Bit I am in heaven I tell you! I opened boxes yesterday like it was Christmas because I did not pack the movers did; so I did not know what was in each box. Everyone was filled with surprises. For instance a box marked kitchen had all opened packages of Quaker Oats, corn starch, sugar and flour all wrapped in paper so there was just a small cloud when I opened the box. None the less I now have my own pots and pans, coffee/tea cups and silverware!!! I never thought I would be so excited about my cups and silverware but I am ecstatic!! This morning I had tea in MY OWN Minni Mouse CUP!! Yep! Imagine my delight waking up from heavenly sleep in my very own bed I have not slept in for 7 months to a cup of tea in my very own favorite tea cup!! It is a great day!! I am even washing clothes in my own washer and dryer! NO QUARTERS!!! Just laundry!

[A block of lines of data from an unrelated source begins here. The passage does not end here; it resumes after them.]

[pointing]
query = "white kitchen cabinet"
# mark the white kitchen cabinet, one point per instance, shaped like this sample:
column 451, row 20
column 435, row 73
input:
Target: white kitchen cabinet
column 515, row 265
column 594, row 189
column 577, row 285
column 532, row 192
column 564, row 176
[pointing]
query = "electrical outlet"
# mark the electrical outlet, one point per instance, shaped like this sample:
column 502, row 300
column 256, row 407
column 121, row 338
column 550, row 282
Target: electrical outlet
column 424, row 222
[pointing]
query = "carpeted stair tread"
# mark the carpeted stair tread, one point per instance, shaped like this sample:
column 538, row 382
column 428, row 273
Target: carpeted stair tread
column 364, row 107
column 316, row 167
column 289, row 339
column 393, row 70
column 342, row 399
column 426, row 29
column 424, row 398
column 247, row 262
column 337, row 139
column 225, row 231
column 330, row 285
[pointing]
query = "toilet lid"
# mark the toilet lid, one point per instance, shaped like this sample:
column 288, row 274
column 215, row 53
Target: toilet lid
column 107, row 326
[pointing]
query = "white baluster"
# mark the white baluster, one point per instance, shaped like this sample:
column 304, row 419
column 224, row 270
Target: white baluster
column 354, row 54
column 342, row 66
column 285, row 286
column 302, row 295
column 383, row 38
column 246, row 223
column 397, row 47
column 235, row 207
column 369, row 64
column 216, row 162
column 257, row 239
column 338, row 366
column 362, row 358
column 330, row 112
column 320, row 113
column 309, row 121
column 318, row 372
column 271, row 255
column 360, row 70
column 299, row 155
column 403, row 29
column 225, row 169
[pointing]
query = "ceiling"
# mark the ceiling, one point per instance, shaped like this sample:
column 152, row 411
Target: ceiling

O the chaos of boxes is still around me and will take some time to get undone; before the next shipment comes next week but it is ALL GOOD!
O my goodness the lessons God has taught me in this waiting period! I have to actually let them soak in! I really learned the concept of God's timing and actually am still learning that one. We will be learning some money lessons soon as we start to pay two mortgages in April. I have learned I can make it without all the THINGS I think I need.... So maybe I whined a little....OK I whined A LOT! But none the less I made it through seven months in a temporary furnished apartment with out all my stuff around me. Boy does that sound spoiled! I guess I am! In fact I know I am. God has shown me that...Now the test is what do I do with it...that is my new journey!!!
Until next time thanks for reading and being interested in my craziness.
By the way I am still studding for my cancer certification in nursing (prayers requested for no test anxiety please) The test is March 20 and on March 29 I start my Master's program in nursing education at University of Phoenix. I guess I just like stress, huh?